Fin avril, j’ai traversé une bonne partie de la France, direction la Normandie (et Stone Charden de raisonner dans ma tête, oui j’ai des références très actuelles…c’était ça ou Gérard Blanchard..je crois que je viens de perdre mes lecteurs les plus jeunes )) pour assister et participer aux Rencontres de Cambremer.
Je connais assez peu cette région, mises à part les falaises d’Etretat et Giverny. Je l’admire régulièrement à travers les photos d’Anne-Laure T (qui m’a donné très envie d’aller à Chausey) ou d’ @alice_de_blondinie et sans grande surprise, j’ai repéré aux moins deux pâtisseries (Alban Guilmet et C & Choux) où j’aimerais aller à Caen.
J’ai découvert des paysages normands très bucoliques avec ses étendues vertes, ses champs de pommiers en fleurs, ses vaches et ses moutons, ses maisons à colombages et cette lumière si particulière.
L’Hôtel de charme Au Repos des Chineurs où j’ai posé mes bagages, était parfaitement raccord avec ce décor de carte postale du Pays d’Auge avec son jardin fleuri, ses chats et ses canards. La propriétaire voue une grande passion pour la vaisselle et le mobilier anglais et la particularité du lieu et que quelque soit la pièce dans laquelle vous vous trouvez, vous pouvez acheter un des objets qui vous entoure. D’ailleurs pendant le week-end, une chaise a « disparu ».
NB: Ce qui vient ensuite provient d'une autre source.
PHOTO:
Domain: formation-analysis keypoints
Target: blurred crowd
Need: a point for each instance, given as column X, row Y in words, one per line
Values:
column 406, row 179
Dans cet ancien relais de poste datant du 17ème siècle, ma pièce préférée est sans hésitation, le salon où l’on peut bouquiner au coin de la cheminée, savourer un thé avec une pâtisserie maison l’après-midi et petit déjeuner le matin. …le tout dans une ambiance très british.
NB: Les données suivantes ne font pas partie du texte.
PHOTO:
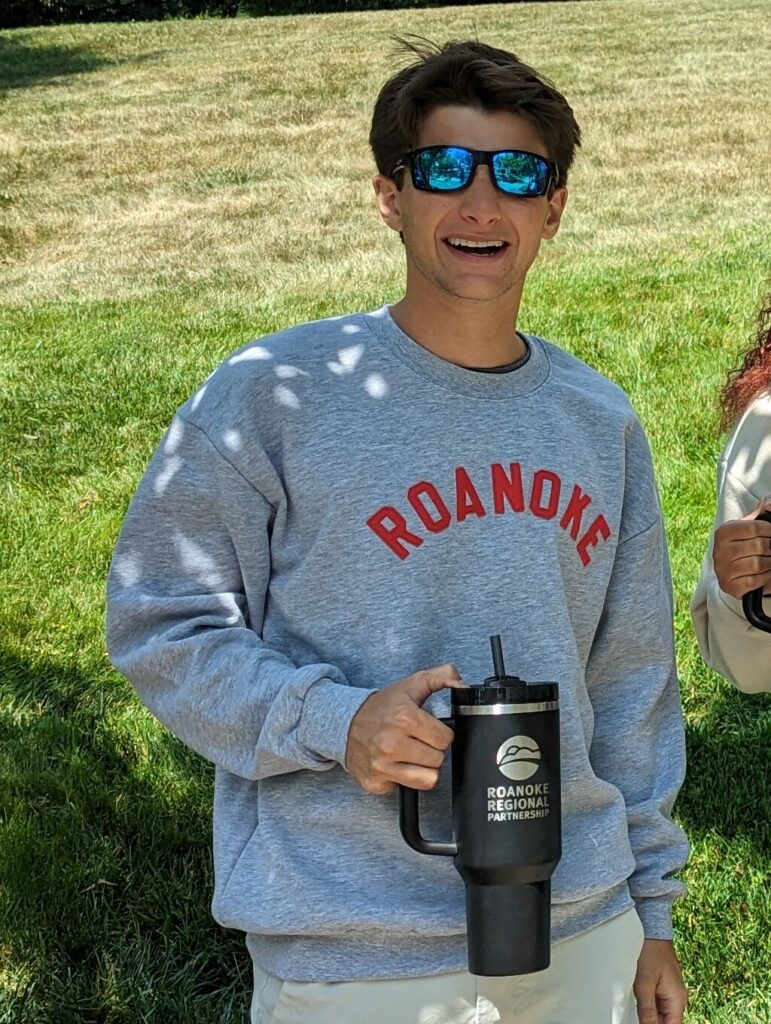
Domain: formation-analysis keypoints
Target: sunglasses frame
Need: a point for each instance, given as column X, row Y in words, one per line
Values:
column 480, row 157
Pain frais, confitures, brioche….tout est fait maison pour le petit déjeuner et on a bien du mal à ne pas s’attarder
Les Rencontres de Cambremer, édition 2017
Venons-en à la raison de ma venue, les Rencontres de Cambremer, festival des AOC/AOP en Normandie créé en 1995. Si le village de Cambremer a été choisi, c’est parce que -au-delà de son incontestable charme- il est situé au début de la route du Cidre et au coeur du Pays d’Auge qui affiche avec fierté la production de 7 des 14 AOC/AOP normandes.
Pour rappel, un AOC/AOP est un produit alimentaire original et de qualité qui tient sa spécificité de son terroir. Les producteurs sont, eux-mêmes, responsables de leur Appelation d’Origine. Ils doivent suivre un cahier des charges très précis et proposent des règles de production, qui sont arrêtés par les pouvoirs publics.
Avec un AOC/AOP, on cherche avant tout la qualité (et pas la surproduction). Le fait de respecter des règles communes n’aboutit pas à une uniformisation du produit, celui-ci variant au contraire selon le terroir auquel il est lié.
Le festival, Les Rencontres de Cambremer, a lieu sur deux jours, il est libre d’accès (il faut juste s’acquitter de 4 euros par voiture à son arrivée et on vous donne alors un verre qui vous permettra de déguster les boissons présentes sur de nombreux stands). Il est un lieu de promotion, de découverte, de pédagogie des AOC/AOP et de rencontres avec les producteurs (vous pouvez bien entendu acheter des produits, il y a même des enfants avec des brouettes qui vous portent le tout jusqu’à votre voiture si vous êtes chargé). Le festival est aussi le cadre de réflexions autour de la notion d’origine de produits alimentaires (avec des conférences).
C’est un festival qui est à taille humaine, on accède facilement aux différents stands présents et au fil de la journée, on a le temps de connaitre les 14 produits reconnus en AOC ou AOP en Normandie (le Calvados, le Calvados Pays d’Auge, le Calvados Domfrontais, le Pommeau de Normandie, le Cidre Cotentin, le Cidre Pays d’Auge, le Poiré Domfront, les Prés-salés du Mont-Saint-Michel, le Camembert de Normandie, le Livarot, le Pont-l’évêque, le Neufchâtel, le beurre et la crème d’Isigny) ainsi que les produits en AOC et AOP d’autres régions de France.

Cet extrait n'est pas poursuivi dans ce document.